KSDS
- San Diego, California; United States;
- Broadcast area: San Diego, California
- Frequency: 88.3 MHz (HD Radio)
- Branding: "Jazz FM 88.3"

Programming
- Language: English
- Format: Jazz
- Subchannels: HD2: SDS RADIO ("Student Designed Sound")

Ownership
- Owner: San Diego City College

History
- First air date: 1951

Technical information
- Licensing authority: FCC
- Facility ID: 58818
- Class: B1
- ERP: 22,000 watts vertical only
- HAAT: 75 meters (246 ft)

Links
- Public license information: Public file; LMS;
- Webcast: Listen Live
- Website: jazz88.org

= KSDS =

Jazz music public radio station in San Diego

KSDS (88.3 FM, "Jazz FM 88.3") is a full-time mainstream/traditional Jazz radio station, licensed to the San Diego Community College District, broadcasting 24 hours a day from inside room numbers 114 and 115 on the first floor of the L Building within Curran Plaza on the campus of San Diego City College on 1313 Park Boulevard. The station is owned as a broadcast service by City College, although their transmitter and antenna are located atop the Student Services Center and Classrooms building (Building I-400) on the campus of its partner college, Mesa College, located north of City College, on 6959 Beagle Street in Kearny Mesa.

KSDS, founded in 1951, began programming jazz in 1973 and in 1985 became San Diego's only full-time jazz and blues station. KSDS is licensed by the FCC as a non-commercial, non-profit educational radio station and, for many years, operated with 3,000 watts at 88.3 MHz FM. In 2007, KSDS was granted a Construction Permit by the Federal Communications Commission allowing the station to increase its power to 22,000 watts, greatly improving the signal coverage area. They also feature a live stream and a playlist archive at their website.

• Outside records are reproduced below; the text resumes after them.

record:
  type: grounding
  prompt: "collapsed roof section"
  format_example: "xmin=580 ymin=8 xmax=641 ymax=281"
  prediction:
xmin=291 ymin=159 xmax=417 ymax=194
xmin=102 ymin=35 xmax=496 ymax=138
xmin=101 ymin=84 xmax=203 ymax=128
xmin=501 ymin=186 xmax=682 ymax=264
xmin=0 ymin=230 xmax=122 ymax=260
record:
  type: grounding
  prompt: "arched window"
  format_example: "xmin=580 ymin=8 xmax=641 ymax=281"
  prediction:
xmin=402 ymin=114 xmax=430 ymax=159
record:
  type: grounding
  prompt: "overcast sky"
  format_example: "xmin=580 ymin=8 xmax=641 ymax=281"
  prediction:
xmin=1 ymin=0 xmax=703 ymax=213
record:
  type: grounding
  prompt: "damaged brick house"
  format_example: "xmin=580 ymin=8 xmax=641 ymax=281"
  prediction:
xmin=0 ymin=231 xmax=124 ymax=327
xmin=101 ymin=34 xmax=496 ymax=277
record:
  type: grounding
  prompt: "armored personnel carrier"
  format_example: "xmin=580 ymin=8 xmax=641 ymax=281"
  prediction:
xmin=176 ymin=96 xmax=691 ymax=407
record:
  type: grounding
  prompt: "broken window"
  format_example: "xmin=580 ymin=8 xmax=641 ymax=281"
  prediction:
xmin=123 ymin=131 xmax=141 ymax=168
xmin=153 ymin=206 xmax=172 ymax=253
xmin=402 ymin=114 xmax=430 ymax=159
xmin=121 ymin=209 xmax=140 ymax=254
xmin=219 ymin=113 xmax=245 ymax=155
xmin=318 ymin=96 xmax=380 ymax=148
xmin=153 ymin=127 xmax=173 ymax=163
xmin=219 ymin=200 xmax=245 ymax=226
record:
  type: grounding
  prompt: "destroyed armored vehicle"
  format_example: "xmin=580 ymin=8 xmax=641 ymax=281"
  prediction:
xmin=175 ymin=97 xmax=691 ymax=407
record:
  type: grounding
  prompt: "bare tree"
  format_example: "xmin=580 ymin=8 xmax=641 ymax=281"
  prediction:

They play music from artists like John Coltrane, Miles Davis, Dizzy Gillespie, Duke Ellington, Ella Fitzgerald, and Jelly Roll Morton to Rob McConnell, Bobby Watson, Herbie Hancock, and Wynton Marsalis.

KSDS/Jazz88 features specialty programs that concentrate on various subgenres of the music, such as Dixieland, Latin jazz, swing, big band, free jazz, world music, vocalists, all-female artists, and exclusively guitar music.

KSDS has two HD Radio channels. KSDS-HD1 simulcasts the analog stereo channel. KSDS-HD2 carries "Student Designed Sound", with both spoken word and music programs produced by students in City College's broadcasting program.